Force est de constater que le Gouvernement est loin d'avoir atteint ses
objectifs. Les emplois dans l'administration risquent fort de se traduire par
une augmentation du nombre de fonctionnaires d'ici cinq ans alors que, faute de
formation suffisante et d'encadrement, les emplois-jeunes dans le secteur non
marchand se cantonnent trop souvent à des emplois fictifs dont la
principale vertu est d'ordre statistique.
Faut-il rappeler que le Sénat avait proposé des solutions
originales pour assurer un développement durable d'activités
nouvelles dans le secteur privé
11(
*
)
? La commission des Affaires sociales
avait notamment demandé lors de l'examen du texte à ce qu'un
encadrement sérieux soit mis en place ainsi qu'une véritable
formation. Elle avait imaginé une " migration
accélérée " des activités vers le secteur
privé avant le terme des cinq ans pour favoriser la professionnalisation
des emplois. Elle avait souhaité également que l'accent soit mis
sur l'apprentissage, notamment dans le secteur public. Hormis ce dernier point
sur lequel elle a obtenu satisfaction, l'ensemble de ses propositions a
été rejeté. On constate aujourd'hui qu'elles auraient
permis à cette loi d'atteindre ses objectifs et à des milliers de
jeunes d'accéder à un véritable emploi.
• La loi n° 98-461 du 13 juin 1998 d'orientation et
d'incitation relative à la réduction du temps de travail, plus
communément appelée " loi sur les 35 heures " constitue
le second volet de la politique gouvernementale de lutte contre le
chômage.
Son article 1er est le plus emblématique puisqu'il abaisse la
durée légale du travail effectif des salariés à
trente-cinq heures par semaine à compter du 1er janvier 2000 dans les
entreprises de plus de vingt salariés et à compter du 1er janvier
2002 pour les autres.
Sans entrer dans le détail des nombreux problèmes que pose ce
texte et qui ont été mis en évidence par notre
collègue Louis Souvet, rapporteur au nom de la commission des Affaires
sociales
12(
*
)
, il peut être
utile de rappeler les premières conséquences qui peuvent
être observées sur l'emploi.
L'incertitude demeure dans l'esprit des chefs d'entreprise et influence leurs
décisions d'embauche, plus de la moitié des créations
d'emplois transitent par le biais de l'intérim. Les entrepreneurs
attendent des précisions quant à l'évolution de la future
rémunération minimale et la rémunération des heures
supplémentaires.
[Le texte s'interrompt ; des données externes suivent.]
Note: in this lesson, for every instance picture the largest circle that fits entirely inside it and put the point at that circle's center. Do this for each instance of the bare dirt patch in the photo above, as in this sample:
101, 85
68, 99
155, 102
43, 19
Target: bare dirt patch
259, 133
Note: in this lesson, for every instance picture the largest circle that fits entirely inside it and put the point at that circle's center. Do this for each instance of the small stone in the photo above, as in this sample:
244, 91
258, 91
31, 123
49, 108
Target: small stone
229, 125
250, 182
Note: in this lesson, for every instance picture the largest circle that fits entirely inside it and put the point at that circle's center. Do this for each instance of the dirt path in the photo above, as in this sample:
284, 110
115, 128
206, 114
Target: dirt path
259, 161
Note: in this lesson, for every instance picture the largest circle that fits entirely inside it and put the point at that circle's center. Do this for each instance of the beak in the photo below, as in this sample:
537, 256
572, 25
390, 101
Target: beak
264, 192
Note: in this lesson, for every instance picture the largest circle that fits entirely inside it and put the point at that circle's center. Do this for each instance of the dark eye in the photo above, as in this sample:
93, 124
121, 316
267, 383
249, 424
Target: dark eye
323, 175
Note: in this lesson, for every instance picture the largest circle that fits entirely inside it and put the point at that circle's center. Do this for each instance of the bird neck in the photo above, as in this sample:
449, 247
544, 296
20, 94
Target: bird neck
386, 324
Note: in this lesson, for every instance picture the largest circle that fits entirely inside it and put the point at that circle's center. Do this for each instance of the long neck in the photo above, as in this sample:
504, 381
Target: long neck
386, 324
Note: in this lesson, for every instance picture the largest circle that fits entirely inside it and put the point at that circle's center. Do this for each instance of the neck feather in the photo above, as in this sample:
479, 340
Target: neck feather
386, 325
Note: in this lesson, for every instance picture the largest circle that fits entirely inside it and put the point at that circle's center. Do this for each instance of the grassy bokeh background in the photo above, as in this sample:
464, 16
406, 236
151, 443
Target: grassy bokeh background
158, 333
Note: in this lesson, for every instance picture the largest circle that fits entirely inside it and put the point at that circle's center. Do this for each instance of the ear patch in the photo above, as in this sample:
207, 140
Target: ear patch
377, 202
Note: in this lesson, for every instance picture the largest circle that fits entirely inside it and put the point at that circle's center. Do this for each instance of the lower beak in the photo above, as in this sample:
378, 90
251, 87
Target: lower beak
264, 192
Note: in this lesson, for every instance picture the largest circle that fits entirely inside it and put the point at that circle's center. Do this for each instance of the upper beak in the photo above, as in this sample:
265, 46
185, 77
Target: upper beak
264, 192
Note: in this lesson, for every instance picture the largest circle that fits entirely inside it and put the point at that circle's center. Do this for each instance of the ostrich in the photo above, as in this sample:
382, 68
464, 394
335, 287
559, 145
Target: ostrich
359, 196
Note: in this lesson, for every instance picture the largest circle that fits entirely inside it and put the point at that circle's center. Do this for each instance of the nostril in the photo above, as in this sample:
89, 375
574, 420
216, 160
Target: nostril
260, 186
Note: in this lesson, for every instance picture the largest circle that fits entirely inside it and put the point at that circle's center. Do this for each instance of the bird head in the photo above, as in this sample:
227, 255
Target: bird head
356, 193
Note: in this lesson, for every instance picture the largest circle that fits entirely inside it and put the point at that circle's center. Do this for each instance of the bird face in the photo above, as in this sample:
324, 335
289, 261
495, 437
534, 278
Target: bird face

Ils se posent des questions sur les conditions de
travail des cadres et le régime du travail à temps partiel.
Pour prévenir toute mauvaise surprise, les entreprises ont
commencé à anticiper le surcoût à venir induit par
les majorations pour heures supplémentaires liées à la
baisse de la durée légale du travail. La politique salariale est
revue à la baisse, c'est ainsi que la fourchette des augmentations
moyennes en 1998 pour les ouvriers et les employés ne serait selon le
cabinet Hay Management que de 1,9 % à 2,1 % et de 2 %
à 2,3 % pour les agents de maîtrise, alors que la croissance
économique approche les 3,5 %.
Dans nombre d'entreprises, la réduction du temps de travail ne fait
qu'accélérer et amplifier certaines tendances de fond
déjà constatées dans les stratégies salariales que
ce soit en termes de recours à des rémunérations variables
ou individualisation des salaires.
L'inconnue demeure toujours l'impact de la loi en termes de créations
d'emplois ; malgré la modération salariale, les entreprises sont
nombreuses à considérer qu'elles ne devraient pas modifier leur
politique de recrutement. Dans ces conditions, le Gouvernement se trouverait
dans une position difficile à l'aube de l'entrée en vigueur de
l'abaissement de la durée légale du travail.